Toss in the chopped parley, tomatoes and stir. Cook for about five minutes.
Once the flavors have settled in, add about 1 ½ to 2 cups of the Calasparra rice (or more depending on the size of your pan) to absorb the flavors for about two minutes while occasionally stirring.
Tip: You may want to maintain a consistent fire as your paella will simmer for a while longer following this step. Add one or two additional logs to your fire to keep the flames going.
At this point, add the water, stock or a bit of bright white wine combined with the water or stock. Personally, I’m a big fan of low sodium stock to intensify the flavor of the simmer. Given the Calasparra rice’s high starch content, make sure you add about 4 cups of liquid to every one cup of rice, but definitely play it by ear.
Once the liquid starts to bubble, add the chorizo back in, a few pinches of saffron and push the chicken gently down into the rice. At this time, do not stir the paella as you want everything to settle in and cook evenly through the end.
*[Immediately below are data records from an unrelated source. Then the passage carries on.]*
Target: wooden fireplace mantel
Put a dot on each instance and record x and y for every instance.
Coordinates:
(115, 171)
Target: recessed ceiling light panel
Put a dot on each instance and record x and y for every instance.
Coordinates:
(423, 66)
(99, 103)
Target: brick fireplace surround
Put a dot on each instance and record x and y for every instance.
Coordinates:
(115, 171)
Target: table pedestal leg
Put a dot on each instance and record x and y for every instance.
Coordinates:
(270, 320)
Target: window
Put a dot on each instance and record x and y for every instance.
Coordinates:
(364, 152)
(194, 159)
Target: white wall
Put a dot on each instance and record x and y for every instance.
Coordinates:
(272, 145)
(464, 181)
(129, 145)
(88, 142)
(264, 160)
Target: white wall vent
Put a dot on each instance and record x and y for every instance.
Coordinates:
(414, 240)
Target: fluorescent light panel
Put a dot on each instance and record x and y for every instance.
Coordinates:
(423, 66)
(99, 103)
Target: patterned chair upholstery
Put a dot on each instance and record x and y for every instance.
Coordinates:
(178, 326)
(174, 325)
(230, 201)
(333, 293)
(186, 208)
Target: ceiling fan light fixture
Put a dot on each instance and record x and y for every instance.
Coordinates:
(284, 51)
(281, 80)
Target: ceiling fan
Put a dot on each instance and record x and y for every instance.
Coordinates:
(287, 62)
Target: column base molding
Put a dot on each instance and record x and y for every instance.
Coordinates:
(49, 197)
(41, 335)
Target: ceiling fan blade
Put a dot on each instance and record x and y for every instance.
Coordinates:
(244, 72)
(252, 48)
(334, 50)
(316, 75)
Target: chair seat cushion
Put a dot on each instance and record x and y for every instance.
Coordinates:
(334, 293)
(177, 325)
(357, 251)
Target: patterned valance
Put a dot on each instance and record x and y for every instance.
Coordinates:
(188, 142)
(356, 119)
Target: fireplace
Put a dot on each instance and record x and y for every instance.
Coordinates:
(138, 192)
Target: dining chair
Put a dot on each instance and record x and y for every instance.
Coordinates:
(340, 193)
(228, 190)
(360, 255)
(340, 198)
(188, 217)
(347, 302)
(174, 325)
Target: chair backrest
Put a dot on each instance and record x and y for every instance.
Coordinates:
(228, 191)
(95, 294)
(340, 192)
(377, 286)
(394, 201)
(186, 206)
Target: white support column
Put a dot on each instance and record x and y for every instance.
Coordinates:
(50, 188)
Keep an eye out on your fire to make sure it’s consistent.
Tip: As with other spices, placing saffron in the freezer tends to prolong its shelf life.
A few minutes later, distribute the clams evenly throughout your dish. Clams typically take longer than mussels so the timing is key for them not to be overcooked. Once the clams are in, arrange the large shrimp in a symmetrical fashion for presentation purposes.
When the liquid starts to seep right into the rice, sink the mussels about half way in.
The shrimp and mussels should take about 10 minutes to cook. Depending on the size of your paella pan, the strength of the fire and the amount of rice you added, your dish should take about 30 minutes (from step 5) until the rice is al dente.
Keep an eye out around the rim as the rice galvanizes around the edges and a toasted layer starts to form at the bottom of your pan. This is the socarrat.
Set aside before serving to garnish with the lemon wedges, bell pepper slices and fresh chopped parsley.
And there it is, your own campfire paella.
On our way out the following day, Zara and I drove by Felton, just a few minutes from Big Basin. If you’re not in a rush, I highly recommend having a cold one at one of the quirkiest little establishments, Monty’s Log Cabin bar.
From there, hop on over to the Sasquatch museum, across the road. Spend some time talking to the charming owner, Michael, who reminds me of an awesome uncle with a world of knowledge on the subject of Bigfoot, but whatever you do, do not refer to it as “the missing link” or you’ll get an earful.